Довольно важный вопрос о том, является ли Церковь еретической, т. е. погубляющей души, и о том, спасительны ли — при всех немощах Церкви — ее таинства, либо не ставится вовсе, либо ставится таким образом, что мать М. Б. Ходорковского Марина Филипповна, никак не будучи дочерью Церкви, рассуждает, к каким людям невозможно прийти на исповедь, поскольку они «чересчур мирские». Знание того, что недостоинство священнослужителя не делает правильно совершенное им таинство недействительным — в противном случае представим себе широкую область для споров, действительно ли крещен младенец или его просто чекист в воду погружал, что спасительного действия не имеет, — такое знание Марине Филипповне уже недоступно. Равно как и ее аудитории.
На фоне такой готовности судить о важных предметах, не затрудняя себя знанием ни Писания, ни Предания, не будем уже говорить о том, что жанр наезда по полной программе, уже хорошо известный нам за последнюю четверть века по делам мирским, хотя и не является безусловным признаком подложности любых обвинений, но к осторожности должен склонять. Когда последовательно и слаженно erste Kolonne marshiert, zweite Kolonne marschiert etc., в том можно, конечно, видеть стихийное выражение Суда Божьего над епископом, но можно видеть и выражение дел и сил значительно более земных. Или подземных.
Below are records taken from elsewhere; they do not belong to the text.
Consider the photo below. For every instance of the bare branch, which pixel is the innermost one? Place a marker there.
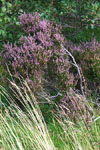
(78, 70)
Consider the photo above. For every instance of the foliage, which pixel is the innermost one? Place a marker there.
(9, 26)
(39, 53)
(25, 130)
(87, 55)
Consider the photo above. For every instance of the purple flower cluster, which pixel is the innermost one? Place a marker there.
(37, 51)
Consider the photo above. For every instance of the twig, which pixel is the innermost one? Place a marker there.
(75, 64)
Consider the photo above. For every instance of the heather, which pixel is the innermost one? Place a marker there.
(38, 53)
(49, 75)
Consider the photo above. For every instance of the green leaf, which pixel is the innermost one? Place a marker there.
(93, 21)
(9, 5)
(3, 9)
(92, 26)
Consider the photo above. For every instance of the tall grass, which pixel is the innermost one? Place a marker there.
(26, 129)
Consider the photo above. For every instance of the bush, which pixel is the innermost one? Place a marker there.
(38, 53)
(87, 55)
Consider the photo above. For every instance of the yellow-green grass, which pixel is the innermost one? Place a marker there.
(27, 130)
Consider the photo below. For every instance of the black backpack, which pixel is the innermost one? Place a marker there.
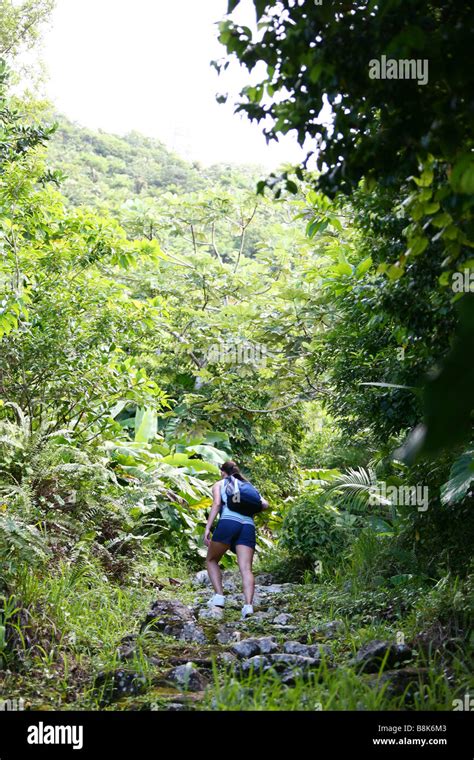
(242, 496)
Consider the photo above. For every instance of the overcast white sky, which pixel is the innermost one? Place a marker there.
(144, 65)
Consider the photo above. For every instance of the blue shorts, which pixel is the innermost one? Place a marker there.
(233, 532)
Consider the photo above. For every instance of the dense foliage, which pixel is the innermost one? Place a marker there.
(157, 318)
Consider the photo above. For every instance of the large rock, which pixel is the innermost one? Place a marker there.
(187, 677)
(228, 635)
(251, 647)
(211, 613)
(257, 663)
(370, 657)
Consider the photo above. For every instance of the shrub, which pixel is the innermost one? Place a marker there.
(315, 531)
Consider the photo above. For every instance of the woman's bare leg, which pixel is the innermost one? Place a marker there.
(245, 559)
(215, 552)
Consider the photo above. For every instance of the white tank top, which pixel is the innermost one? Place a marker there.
(229, 514)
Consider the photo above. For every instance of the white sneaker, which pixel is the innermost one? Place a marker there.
(218, 600)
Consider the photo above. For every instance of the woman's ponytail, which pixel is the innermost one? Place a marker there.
(230, 468)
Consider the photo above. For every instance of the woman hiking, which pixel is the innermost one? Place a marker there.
(235, 531)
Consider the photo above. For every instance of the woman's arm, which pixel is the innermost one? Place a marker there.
(215, 507)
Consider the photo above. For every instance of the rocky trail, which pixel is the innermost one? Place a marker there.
(184, 647)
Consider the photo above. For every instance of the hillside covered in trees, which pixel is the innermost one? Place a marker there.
(158, 318)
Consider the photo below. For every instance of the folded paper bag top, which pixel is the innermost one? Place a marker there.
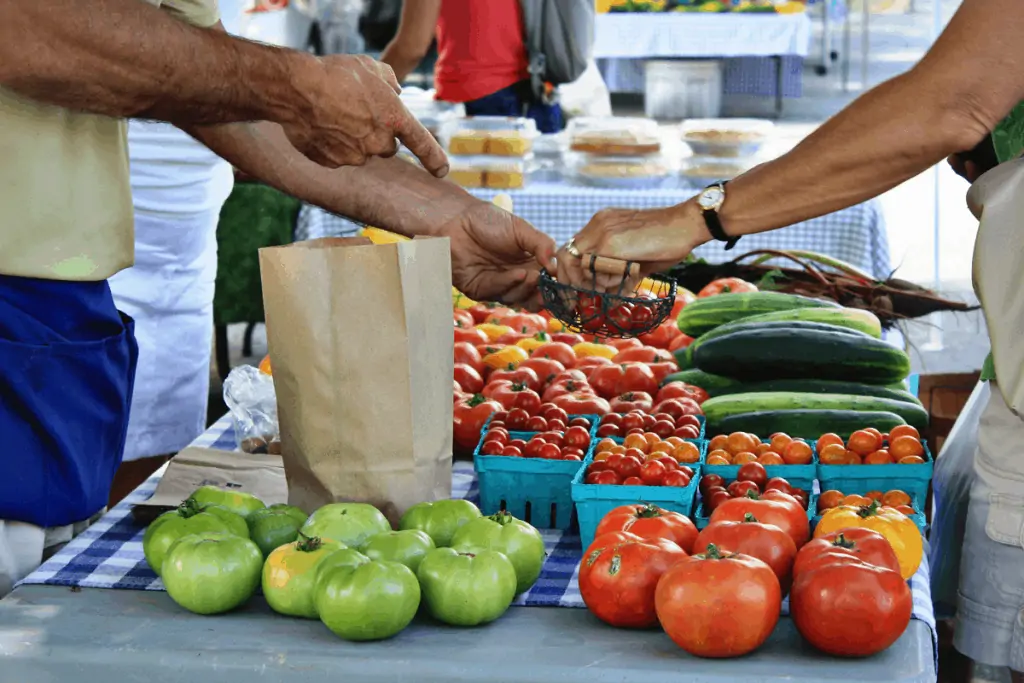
(363, 370)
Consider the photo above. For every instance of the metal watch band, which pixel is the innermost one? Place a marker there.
(715, 223)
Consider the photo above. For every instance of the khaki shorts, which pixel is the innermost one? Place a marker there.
(24, 547)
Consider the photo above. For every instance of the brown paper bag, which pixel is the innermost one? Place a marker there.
(263, 476)
(360, 343)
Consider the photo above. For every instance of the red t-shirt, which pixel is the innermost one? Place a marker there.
(480, 48)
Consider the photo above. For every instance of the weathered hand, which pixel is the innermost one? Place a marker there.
(497, 256)
(655, 239)
(352, 112)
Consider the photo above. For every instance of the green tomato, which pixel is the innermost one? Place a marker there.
(372, 601)
(271, 527)
(290, 575)
(350, 523)
(186, 519)
(409, 547)
(236, 522)
(467, 589)
(346, 557)
(516, 540)
(210, 573)
(439, 519)
(238, 502)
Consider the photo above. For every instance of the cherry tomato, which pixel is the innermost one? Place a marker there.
(676, 478)
(652, 472)
(537, 424)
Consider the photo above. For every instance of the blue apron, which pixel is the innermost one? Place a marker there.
(67, 372)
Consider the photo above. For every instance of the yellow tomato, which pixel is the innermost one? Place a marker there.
(899, 530)
(532, 342)
(506, 357)
(495, 332)
(589, 348)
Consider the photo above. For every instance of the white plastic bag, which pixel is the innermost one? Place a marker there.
(253, 403)
(951, 491)
(586, 96)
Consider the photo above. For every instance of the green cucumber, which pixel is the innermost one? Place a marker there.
(718, 409)
(713, 384)
(854, 318)
(707, 313)
(754, 355)
(816, 386)
(744, 326)
(808, 423)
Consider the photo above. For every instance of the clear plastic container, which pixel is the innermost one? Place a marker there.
(489, 172)
(496, 136)
(702, 171)
(620, 172)
(726, 137)
(614, 137)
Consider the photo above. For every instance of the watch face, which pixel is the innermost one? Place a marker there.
(711, 198)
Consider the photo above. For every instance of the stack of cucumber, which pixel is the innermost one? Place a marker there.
(775, 361)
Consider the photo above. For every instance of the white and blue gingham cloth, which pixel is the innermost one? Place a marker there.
(856, 236)
(109, 554)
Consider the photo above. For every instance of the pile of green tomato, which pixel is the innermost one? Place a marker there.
(344, 564)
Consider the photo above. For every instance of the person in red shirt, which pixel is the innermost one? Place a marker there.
(481, 56)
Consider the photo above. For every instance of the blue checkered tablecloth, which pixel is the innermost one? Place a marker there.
(856, 236)
(109, 554)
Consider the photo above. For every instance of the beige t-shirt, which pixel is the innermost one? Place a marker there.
(66, 209)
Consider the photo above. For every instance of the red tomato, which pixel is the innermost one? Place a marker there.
(698, 599)
(644, 354)
(469, 417)
(578, 437)
(470, 335)
(467, 353)
(582, 403)
(632, 400)
(741, 488)
(787, 516)
(857, 543)
(617, 581)
(663, 335)
(682, 341)
(517, 375)
(649, 521)
(827, 614)
(680, 390)
(663, 370)
(765, 542)
(468, 379)
(754, 472)
(726, 286)
(678, 408)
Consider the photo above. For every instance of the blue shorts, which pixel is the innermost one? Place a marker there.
(67, 372)
(515, 100)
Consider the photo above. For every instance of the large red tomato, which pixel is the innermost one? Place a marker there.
(726, 286)
(787, 516)
(765, 542)
(617, 581)
(469, 418)
(859, 543)
(850, 608)
(582, 403)
(649, 521)
(719, 604)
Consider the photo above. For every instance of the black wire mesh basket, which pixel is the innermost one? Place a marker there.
(630, 310)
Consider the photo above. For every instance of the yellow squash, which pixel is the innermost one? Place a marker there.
(899, 530)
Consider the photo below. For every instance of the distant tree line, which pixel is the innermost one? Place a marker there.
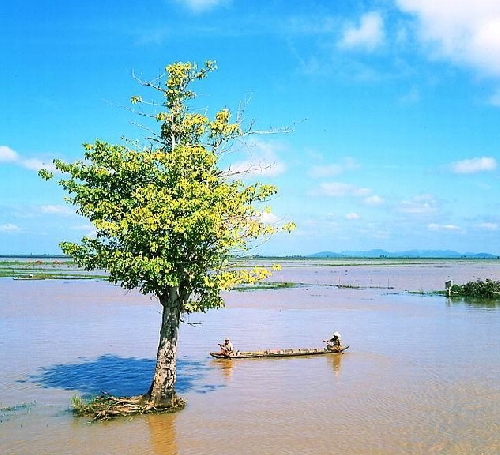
(486, 289)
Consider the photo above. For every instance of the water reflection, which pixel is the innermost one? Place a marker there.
(225, 366)
(163, 434)
(120, 376)
(476, 302)
(335, 361)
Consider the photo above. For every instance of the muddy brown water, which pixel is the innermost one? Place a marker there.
(422, 375)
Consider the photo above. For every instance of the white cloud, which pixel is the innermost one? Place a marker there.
(488, 226)
(419, 205)
(329, 170)
(466, 32)
(8, 155)
(57, 210)
(338, 189)
(473, 165)
(368, 35)
(9, 228)
(442, 227)
(201, 5)
(269, 218)
(373, 200)
(263, 161)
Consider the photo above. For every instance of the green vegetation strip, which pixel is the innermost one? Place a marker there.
(43, 270)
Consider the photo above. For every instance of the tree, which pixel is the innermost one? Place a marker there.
(168, 218)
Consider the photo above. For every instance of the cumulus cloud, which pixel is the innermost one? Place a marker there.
(473, 165)
(9, 228)
(488, 226)
(338, 189)
(465, 32)
(263, 161)
(424, 204)
(202, 5)
(329, 170)
(373, 200)
(57, 210)
(442, 227)
(368, 34)
(7, 155)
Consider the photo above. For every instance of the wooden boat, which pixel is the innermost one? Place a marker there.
(280, 353)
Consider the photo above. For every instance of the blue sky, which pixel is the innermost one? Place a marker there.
(395, 106)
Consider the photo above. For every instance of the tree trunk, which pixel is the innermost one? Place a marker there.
(162, 390)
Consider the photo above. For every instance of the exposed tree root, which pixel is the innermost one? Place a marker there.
(106, 407)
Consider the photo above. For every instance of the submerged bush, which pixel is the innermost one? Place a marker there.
(487, 289)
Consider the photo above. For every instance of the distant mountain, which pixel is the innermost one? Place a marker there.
(377, 253)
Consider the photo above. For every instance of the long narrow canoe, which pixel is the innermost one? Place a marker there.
(280, 353)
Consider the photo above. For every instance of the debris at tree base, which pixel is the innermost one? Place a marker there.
(106, 406)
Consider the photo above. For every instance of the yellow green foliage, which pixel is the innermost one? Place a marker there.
(166, 215)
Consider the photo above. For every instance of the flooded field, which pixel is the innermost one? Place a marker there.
(421, 375)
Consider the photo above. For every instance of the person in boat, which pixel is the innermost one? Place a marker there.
(226, 348)
(335, 341)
Впрочем, кроме мысли, что для такой слаженности нужен опытный советчик, есть и более невинная мысль: человек с глубоко демократическим сознанием склонен и обо всех предметах судить последовательно демократически. В том числе о Церкви. Вне зависимости от того, имеет Патриарх Кирилл папоцезаристские устремления или ничуть не имеет, невозможно отрицать, что Русская Церковь обладает духовной властью, причем для последовательно-демократического человека прилагательное тут не имеет важного значения. Главное, что властью, т. е. Церковь есть sui generis правительство, причем по сравнению с официальным правительством еще более недемократическое. Официальная власть хотя бы на бумаге сменяема, исходит от народа и формируется на основе всеобщего, равного etc. волеизъявления, а эта существует, властвует, нигде толком не прописана, а священноначалие формируется никак не на основе четыреххвостки, но посредством каких-то чисто внутренних процедур. То, к чему спокойно относятся инославные, иудеи и мусульмане — «у вас свое собрание, у нас свое собрание, у вас своя духовная власть, у нас своя», — то невозможно снести прогрессивному человеку, которому до всего есть дело.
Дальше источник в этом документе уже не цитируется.